Rochefort : Le débat sur les locations meublées de tourisme anime la campagne municipale
Dans le cadre de la série « Le Choix des abonnés », le journal Sud Ouest a interrogé les quatre candidats aux élections municipales de Rochefort sur une question cruciale : la ville compte-t-elle trop de locations de meublés de tourisme, notamment via des plateformes comme Airbnb ? Les réponses révèlent des visions profondément contrastées sur l'équilibre entre tourisme et logement.

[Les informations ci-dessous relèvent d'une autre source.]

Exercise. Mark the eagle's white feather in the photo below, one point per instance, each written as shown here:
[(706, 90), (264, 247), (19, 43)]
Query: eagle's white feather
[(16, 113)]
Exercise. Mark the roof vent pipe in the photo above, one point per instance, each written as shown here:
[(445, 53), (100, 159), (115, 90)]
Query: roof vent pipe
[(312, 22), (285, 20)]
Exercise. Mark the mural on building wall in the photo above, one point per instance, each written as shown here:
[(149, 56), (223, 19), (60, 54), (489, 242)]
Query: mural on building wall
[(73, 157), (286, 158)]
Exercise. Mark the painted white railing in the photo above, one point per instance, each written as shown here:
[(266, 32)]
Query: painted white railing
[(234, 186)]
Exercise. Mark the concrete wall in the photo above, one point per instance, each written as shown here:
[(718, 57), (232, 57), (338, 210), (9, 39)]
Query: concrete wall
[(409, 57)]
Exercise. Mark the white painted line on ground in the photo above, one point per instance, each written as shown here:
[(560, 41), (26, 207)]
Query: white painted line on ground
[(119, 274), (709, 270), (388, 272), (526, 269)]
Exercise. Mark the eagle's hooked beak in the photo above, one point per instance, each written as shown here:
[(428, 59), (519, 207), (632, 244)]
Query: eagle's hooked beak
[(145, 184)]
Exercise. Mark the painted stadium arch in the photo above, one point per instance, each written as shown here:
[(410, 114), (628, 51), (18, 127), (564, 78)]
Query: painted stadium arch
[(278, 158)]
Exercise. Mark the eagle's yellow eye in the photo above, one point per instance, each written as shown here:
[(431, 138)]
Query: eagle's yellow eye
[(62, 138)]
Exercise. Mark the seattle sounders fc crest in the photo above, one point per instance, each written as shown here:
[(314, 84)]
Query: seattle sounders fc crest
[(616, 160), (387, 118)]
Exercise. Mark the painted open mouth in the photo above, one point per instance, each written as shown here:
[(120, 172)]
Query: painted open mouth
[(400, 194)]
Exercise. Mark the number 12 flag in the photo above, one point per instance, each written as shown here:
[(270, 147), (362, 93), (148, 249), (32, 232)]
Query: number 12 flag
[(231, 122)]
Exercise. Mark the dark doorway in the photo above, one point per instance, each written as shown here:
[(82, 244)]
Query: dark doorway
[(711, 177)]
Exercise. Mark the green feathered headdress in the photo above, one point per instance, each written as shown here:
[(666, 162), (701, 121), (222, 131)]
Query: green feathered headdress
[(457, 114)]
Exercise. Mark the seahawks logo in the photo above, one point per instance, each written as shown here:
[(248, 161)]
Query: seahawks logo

Hervé Blanché (divers droite) : Défense d'un atout touristique essentiel
Le candidat de la liste Continuons ensemble adopte une position fermement défensive. « Aujourd'hui, Rochefort n'est pas un territoire tendu en matière de logements comme peut l'être au contraire La Rochelle », affirme-t-il. Il estime donc qu'« il n'y a aucune raison de légiférer » contre ces locations. Pour lui, « notre territoire très touristique a besoin de logements de ce style-là pour accueillir les curistes et les touristes ». Il met en garde : « Si on enlève les locations meublées, on perd des touristes ». Selon Hervé Blanché, un équilibre est déjà atteint et toute intervention réglementaire nécessiterait une justification « très forte ».
Anne-Catherine Godde (extrême gauche) : Dénonciation d'un problème structurel
La candidate de Lutte ouvrière, le camp des travailleurs porte une critique radicale. Elle souligne que « le logement est un bien essentiel mais qui subit la loi du marché, ce qui le rend inaccessible pour beaucoup de gens ». Pour elle, les locations saisonnières « s'ajoutent au manque de logements et font flamber les loyers et la spéculation ». Elle estime que les mesures ciblant Airbnb sont insuffisantes : « On tourne autour du pot en fait ; la réalité, c'est qu'il faut des constructions massives de logements sociaux ». Anne-Catherine Godde propose plutôt de « réquisitionner les logements vides », une mesure qu'elle présente comme plus efficace pour répondre à la crise du logement.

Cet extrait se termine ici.